Girato a New Orleans mentre stava montando proprio il lavoro precedente, chiamando nuovamente a sé Emma Stone e Willem Dafoe, accompagnati da Hong Chau, Joe Alwyn, Margaret Qualley, Mamoudou Athie, Hunter Schafer e Jesse Plemons (che a Cannes si è aggiudicato la Palma d’Oro per la miglior interpretazione maschile) il film, epurato di ogni sentimento, urticante e privo di calore, fa emergere un Lanthimos sornione e compiaciuto della sua capacità di provocare. Il cineasta greco confeziona un lavoro algido e con significati complessi, che inducono lo spettatore a cercare strampalate congetture nel tentativo di trovare un perché a scene raccapriccianti.
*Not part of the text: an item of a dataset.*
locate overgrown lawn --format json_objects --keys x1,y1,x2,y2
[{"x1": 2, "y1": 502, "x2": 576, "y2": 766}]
Inevitabile l’accostamento a Saló o le 120 giornate di Sodoma di Pier Paolo Pasolini, non foss’altro per le emozioni nauseanti che entrambi i registi riescono a indurre. Kinds of Kindness, fra metafore, simboli e allegorie, evidenzia le peggiori storture della società. Dipendenze, credenze, deliri paranoici raccontati in tre cortometraggi apparentemente indipendenti fra di loro. Tre paradossi intorno alla gentilezza, introdotti dalla sigla R.M.F declinata nel primo capitolo in The Death of R.M.F., una metafora contro il capitalismo che ci mostra come l’essere umano sia disposto a cedere la propria libertà in cambio di una vita comoda fino a giungere ad un punto di non ritorno. Quasi una parodia moderna del Faust, che cede l’anima al demonio in cambio di passioni ed emozioni. Qui il ruolo salvifico di Margherita possiamo ritrovarlo in Emma Stone che anziché liberare Faust e redimerlo, gli offre il pretesto per riallacciare un patto perverso.

Nel secondo capitolo, la sigla è declinata in R.M.F. Is Flying, dove un poliziotto che credeva di aver perduto la moglie, non la riconosce quando ella torna a casa e le chiede di soccombere a prove di cannibalismo sempre più estreme e raccapriccianti. Nel terzo capitolo la sigla è declinata in R.M.F. Easy a Sandwich dove Emma Stone interpreta una donna che cerca qualcuno con poteri sovrannaturali.

Tre storie, tre diverse e tre stili di gentilezza: un trittico scandito da una musica martellante e ripetitiva. Tutto sembra ruotare intorno a una sciarada cabalistica dove il numero tre assume significati particolari. Secondo la Kabbalah, infatti, il numero Tre è associato alla terza lettera dell’alfabeto ebraico: Ghimel. La forma della lettera richiama la figura di una persona nell’atto di correre, come se mettesse il piede in avanti per lo slancio. Si tratta dell’origine del movimento, rappresenta la spinta ad uscire da se stessi, dalle proprie limitazioni che la dualità ci propone di continuo. La Kabbalah sembra infatti aver privilegiato la legge del ternario. Tutto procede necessariamente secondo un ritmo di tre che fanno un solo punto in ogni atto. Si distinguono in effetti il principio che agisce, causa o soggetto dell’azione. L’azione di questo soggetto, il suo verbo. L’oggetto di questa azione, il suo effetto o il suo risultato. Questi tre termini sono inseparabili e si necessitano reciprocamente.

Probabilmente non sapremo mai se Lanthimos ha attinto ai significati esoterici della Kabbalah o se invece ha semplicemente voluto provocare ma certamente, con un coraggio e una proverbiale indipendenza, fregandosene dei giudizi di pubblico e critica, ha trovato un modo per far parlare di sé senza compiacere ma compiacendosi.